The HP 9000 line was discontinued in 2008, being superseded by the HP Integrity (Itanium) platform running HP-UX, but these are servers only.
The first HP 9000 models comprised the HP 9000 Series 200 and Series 500 ranges. These were rebadged existing models, the Series 200 including various Motorola 68000-based workstations such as the HP 9826 and HP 9836, and the Series 500 using HP's FOCUS microprocessor architecture introduced in the HP 9020 workstation. These were followed by the HP 9000 Series 300 and Series 400 workstations which also used 68k-series microprocessors. From the mid-1980s onwards, HP started to switch over to its own microprocessors based on its proprietary PA-RISC ISA, for the Series 600, 700, 800, and later lines. More recent models use either the PA-RISC or its successor, the HP/Intel IA-64 ISA.

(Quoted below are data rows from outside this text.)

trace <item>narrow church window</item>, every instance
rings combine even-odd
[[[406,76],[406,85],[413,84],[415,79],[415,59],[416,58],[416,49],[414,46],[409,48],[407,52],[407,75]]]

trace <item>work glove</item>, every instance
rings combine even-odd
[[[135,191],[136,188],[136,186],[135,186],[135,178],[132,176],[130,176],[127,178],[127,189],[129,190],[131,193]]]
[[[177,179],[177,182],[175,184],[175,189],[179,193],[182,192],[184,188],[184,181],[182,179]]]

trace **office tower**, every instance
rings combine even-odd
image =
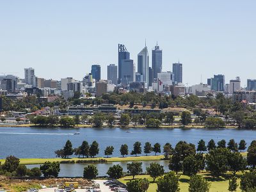
[[[72,77],[67,77],[67,78],[61,78],[61,90],[68,90],[68,83],[74,82],[75,79]]]
[[[24,68],[25,83],[32,85],[33,87],[36,86],[36,76],[35,76],[35,69],[33,68]]]
[[[247,79],[247,90],[256,91],[256,79]]]
[[[211,89],[216,92],[225,91],[225,76],[223,75],[214,75],[211,79]]]
[[[126,47],[124,45],[118,44],[118,82],[121,83],[122,77],[122,60],[129,60],[130,59],[130,52],[127,51]]]
[[[160,79],[164,86],[172,85],[172,73],[170,71],[162,72],[157,74],[157,79]]]
[[[228,93],[233,94],[234,92],[241,90],[241,80],[239,77],[237,77],[236,79],[232,79],[229,82]]]
[[[123,85],[128,85],[134,81],[134,65],[132,60],[122,60],[121,62],[122,73],[121,83]]]
[[[145,46],[138,54],[138,72],[144,76],[145,88],[147,88],[149,83],[149,56],[148,49]]]
[[[108,65],[108,80],[112,84],[117,84],[117,66],[115,64]]]
[[[162,72],[163,66],[163,51],[159,49],[159,46],[156,44],[154,49],[152,50],[152,70],[153,70],[153,79],[157,78],[157,74]]]
[[[172,64],[172,72],[173,73],[173,83],[177,84],[182,83],[182,63],[179,62]]]
[[[91,73],[92,78],[95,79],[96,81],[100,81],[100,65],[92,65]]]

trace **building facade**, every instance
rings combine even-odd
[[[117,84],[117,66],[115,64],[108,65],[108,80],[111,81],[112,84]]]

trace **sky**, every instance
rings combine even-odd
[[[91,65],[118,63],[118,44],[137,54],[156,42],[163,70],[183,64],[183,82],[224,74],[256,79],[256,1],[0,0],[0,75],[81,80]],[[151,65],[151,61],[150,63]],[[137,67],[136,67],[137,68]]]

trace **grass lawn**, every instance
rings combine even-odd
[[[210,187],[210,192],[226,192],[228,191],[228,180],[225,180],[224,178],[220,178],[218,180],[212,180],[212,178],[209,175],[205,173],[200,173],[198,175],[202,175],[202,177],[207,179],[211,182]],[[153,181],[153,179],[148,175],[136,175],[135,176],[135,179],[139,178],[147,178],[150,182]],[[123,178],[118,179],[120,182],[126,184],[129,182],[129,180],[132,179],[132,176],[127,176]],[[157,180],[157,179],[156,179]],[[188,191],[188,182],[189,180],[189,177],[180,175],[180,177],[179,179],[179,184],[180,192],[187,192]],[[240,179],[237,179],[237,183],[240,183]],[[156,183],[151,182],[149,185],[149,188],[148,189],[148,192],[156,192],[157,189]],[[241,192],[241,189],[239,188],[237,189],[237,192]]]
[[[50,159],[20,159],[20,164],[42,164],[45,161],[73,161],[77,160],[86,160],[93,161],[99,159],[106,159],[108,162],[116,162],[116,161],[156,161],[161,160],[164,158],[164,156],[138,156],[138,157],[95,157],[95,158],[70,158],[70,159],[61,159],[61,158],[50,158]],[[3,164],[5,159],[0,159],[0,162]]]

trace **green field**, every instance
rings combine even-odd
[[[223,178],[220,178],[218,180],[212,180],[212,178],[209,174],[206,173],[200,173],[198,174],[206,178],[211,183],[210,187],[210,192],[224,192],[228,191],[228,180],[225,180]],[[132,176],[127,176],[123,178],[118,179],[120,182],[126,184],[129,182],[129,180],[132,179]],[[157,184],[156,183],[152,183],[153,179],[148,175],[136,175],[135,176],[135,179],[138,178],[147,178],[148,179],[151,183],[150,184],[148,192],[156,192],[157,189]],[[180,175],[180,177],[179,179],[179,184],[180,184],[180,192],[187,192],[188,191],[188,182],[189,180],[189,177]],[[240,180],[237,179],[237,183],[240,183]],[[241,189],[238,188],[237,189],[237,192],[241,191]]]
[[[120,162],[120,161],[157,161],[161,160],[164,158],[164,156],[139,156],[139,157],[95,157],[95,158],[70,158],[70,159],[61,159],[61,158],[49,158],[49,159],[20,159],[20,164],[42,164],[45,161],[75,161],[85,160],[85,161],[94,161],[99,159],[104,159],[108,162]],[[0,159],[0,162],[3,164],[5,159]]]

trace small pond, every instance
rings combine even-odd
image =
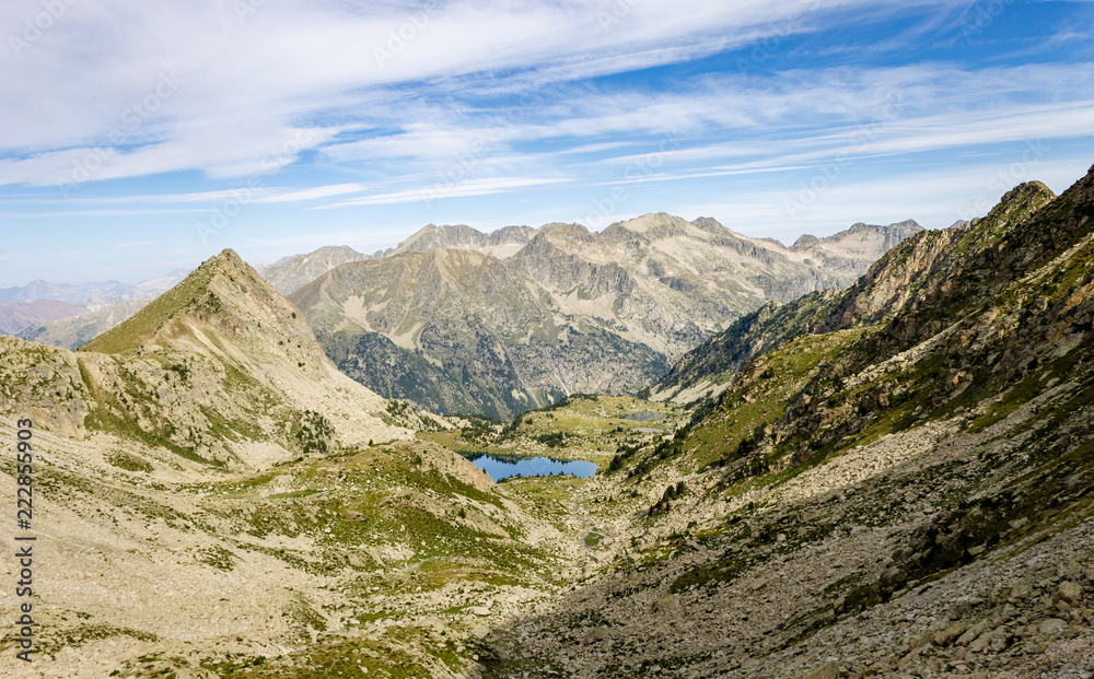
[[[596,473],[596,463],[567,461],[549,457],[529,457],[499,459],[490,455],[469,455],[467,459],[473,465],[490,475],[494,481],[509,477],[550,477],[557,473],[569,473],[579,478]]]

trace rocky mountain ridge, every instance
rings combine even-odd
[[[769,298],[850,284],[917,231],[858,225],[785,248],[667,214],[601,233],[429,226],[292,298],[328,355],[370,388],[439,412],[510,419],[568,394],[635,390],[728,319]]]
[[[259,468],[410,436],[231,250],[77,353],[0,339],[0,410],[22,408],[66,436],[131,434],[185,458]]]

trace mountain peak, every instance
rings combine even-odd
[[[208,344],[203,330],[231,333],[253,331],[257,316],[292,321],[294,309],[263,280],[235,250],[229,248],[207,259],[181,283],[162,294],[135,316],[88,342],[82,349],[103,353],[127,353],[148,346]],[[264,313],[257,314],[258,309]],[[268,318],[267,318],[268,319]],[[303,321],[284,328],[291,335],[310,335]],[[197,340],[195,342],[195,340]]]

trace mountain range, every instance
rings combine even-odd
[[[186,277],[185,269],[130,285],[118,281],[71,285],[36,280],[0,289],[0,332],[27,330],[26,339],[74,349],[136,313],[135,302],[154,298]],[[109,308],[115,307],[115,308]],[[82,318],[54,326],[53,321]]]
[[[636,390],[736,316],[849,285],[919,231],[856,224],[788,248],[664,213],[600,233],[427,226],[290,296],[342,372],[379,394],[510,419],[569,394]]]
[[[558,229],[524,247],[603,251]],[[512,295],[499,323],[531,324],[505,314],[556,293],[511,268],[523,249],[351,261],[293,298],[422,280],[325,312],[371,300],[358,317],[404,338],[387,306],[466,304],[470,281]],[[2,336],[0,423],[33,421],[34,473],[0,457],[0,487],[33,476],[44,564],[23,674],[1089,676],[1092,262],[1094,167],[728,318],[651,385],[660,401],[571,395],[505,426],[348,378],[231,250],[80,351]],[[595,291],[593,267],[550,280]],[[598,469],[494,482],[456,452]]]

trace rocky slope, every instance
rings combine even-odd
[[[1094,168],[753,319],[717,402],[583,489],[616,539],[487,676],[1090,676],[1092,261]]]
[[[231,250],[78,353],[3,342],[0,412],[31,412],[68,436],[127,434],[189,459],[268,467],[410,435]]]
[[[182,281],[186,273],[176,269],[136,285],[118,281],[68,285],[37,280],[21,288],[4,288],[0,290],[0,332],[30,333],[43,343],[74,349],[77,338],[86,341],[121,323],[142,306],[140,301],[147,304]],[[114,308],[107,311],[107,307]],[[92,316],[55,325],[84,315]]]
[[[913,222],[792,248],[710,219],[429,226],[292,295],[338,366],[427,409],[500,419],[574,393],[620,394],[766,300],[848,285]]]
[[[505,259],[516,254],[535,236],[531,226],[504,226],[490,233],[482,233],[464,224],[437,226],[429,224],[415,232],[398,247],[384,253],[385,257],[404,253],[428,253],[437,248],[472,249],[484,255]]]
[[[335,267],[348,261],[363,261],[365,259],[371,259],[371,257],[362,255],[351,247],[345,245],[327,246],[306,255],[283,257],[271,265],[260,266],[256,270],[274,286],[274,290],[288,296]]]
[[[561,503],[407,441],[445,424],[338,373],[231,250],[79,352],[0,337],[24,419],[46,565],[3,676],[457,677],[584,559]],[[25,473],[3,456],[0,492]]]

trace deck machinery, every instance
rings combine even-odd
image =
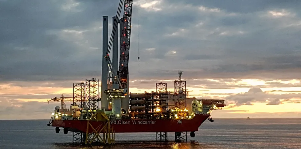
[[[166,140],[168,132],[175,132],[176,141],[187,141],[187,132],[194,137],[194,132],[205,121],[213,121],[210,115],[212,110],[225,106],[224,100],[189,98],[181,71],[179,79],[174,81],[174,91],[168,91],[166,84],[162,82],[156,84],[155,91],[129,91],[132,4],[132,0],[120,0],[116,16],[112,18],[113,31],[108,43],[108,17],[103,17],[101,91],[99,91],[98,80],[92,78],[73,84],[73,103],[70,109],[64,107],[64,101],[70,98],[62,96],[50,100],[61,100],[64,107],[56,107],[47,125],[56,127],[57,133],[60,128],[63,128],[64,133],[72,132],[74,142],[113,143],[115,132],[156,132],[157,140]],[[123,5],[123,17],[119,19]],[[112,62],[109,54],[111,47]]]

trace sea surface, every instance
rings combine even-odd
[[[113,145],[73,145],[72,133],[46,125],[49,120],[0,120],[0,149],[301,149],[301,118],[216,119],[206,120],[187,142],[176,143],[174,133],[167,142],[156,141],[156,133],[115,135]]]

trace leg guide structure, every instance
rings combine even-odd
[[[181,141],[181,139],[184,140],[185,141],[187,142],[187,132],[174,132],[175,141],[176,142],[180,141]]]
[[[95,128],[90,122],[92,119],[99,120],[103,122]],[[115,133],[113,128],[110,126],[110,121],[104,113],[97,112],[92,114],[87,121],[87,132],[85,144],[91,144],[93,143],[104,143],[111,144],[115,143]],[[89,133],[89,130],[92,129],[93,132]],[[101,134],[103,134],[103,137]]]
[[[167,141],[167,132],[157,132],[156,134],[157,136],[157,141],[160,139],[160,141]]]

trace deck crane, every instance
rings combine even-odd
[[[56,97],[53,98],[52,99],[49,100],[47,100],[48,102],[48,104],[51,101],[60,101],[61,100],[61,107],[63,111],[68,111],[68,109],[66,108],[66,104],[65,103],[65,101],[73,101],[73,97],[65,97],[64,95],[62,94],[60,97],[57,98]]]
[[[120,0],[119,7],[117,11],[117,18],[119,19],[121,11],[121,5],[123,3],[123,0]],[[109,53],[111,50],[112,39],[114,37],[111,35],[110,43],[107,52],[106,58],[108,63],[110,69],[113,70],[113,74],[114,76],[115,81],[117,81],[119,85],[119,89],[122,90],[123,95],[127,93],[128,88],[127,85],[128,83],[127,76],[128,75],[129,56],[130,52],[130,40],[131,39],[131,27],[132,9],[133,6],[133,0],[124,0],[123,20],[123,21],[125,23],[124,28],[122,29],[120,38],[120,48],[119,59],[119,70],[114,70],[112,66],[111,61],[109,56]],[[117,24],[116,24],[116,25]],[[112,35],[117,31],[113,30]]]
[[[108,100],[112,101],[112,117],[118,117],[118,118],[121,118],[122,115],[124,115],[127,113],[123,112],[121,113],[121,101],[126,99],[126,96],[128,95],[128,78],[129,74],[129,56],[133,0],[120,0],[116,16],[117,20],[119,20],[119,16],[122,12],[123,4],[123,17],[122,18],[122,20],[120,20],[120,23],[122,22],[123,25],[122,29],[121,29],[119,67],[117,68],[115,65],[117,65],[116,64],[112,64],[109,54],[113,43],[113,39],[114,36],[116,35],[115,32],[117,32],[117,26],[118,23],[114,24],[107,52],[104,56],[104,57],[103,58],[105,58],[106,61],[107,63],[108,69],[112,73],[111,77],[113,78],[112,80],[112,86],[104,91],[104,93],[108,95]],[[113,55],[113,56],[114,56]],[[113,67],[112,66],[113,65],[114,65],[114,66],[115,67]],[[116,70],[117,69],[118,70]],[[103,100],[105,99],[103,99]],[[128,111],[128,110],[127,110]]]

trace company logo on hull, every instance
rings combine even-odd
[[[124,121],[122,120],[117,120],[114,121],[111,121],[111,124],[114,125],[151,125],[155,124],[156,121],[151,120],[149,121],[137,121],[133,120],[130,121]]]

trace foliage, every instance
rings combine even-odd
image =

All of the HP 9000 line run various versions of the HP-UX operating system, except earlier Series 200 models, which ran standalone applications or the Basic Workstation / Pascal 3.1 Workstation operating systems. HP released the Series 400, also known as the Apollo 400, after acquiring Apollo Computer in 1989. These models had the ability to run either HP-UX or Apollo's Domain/OS.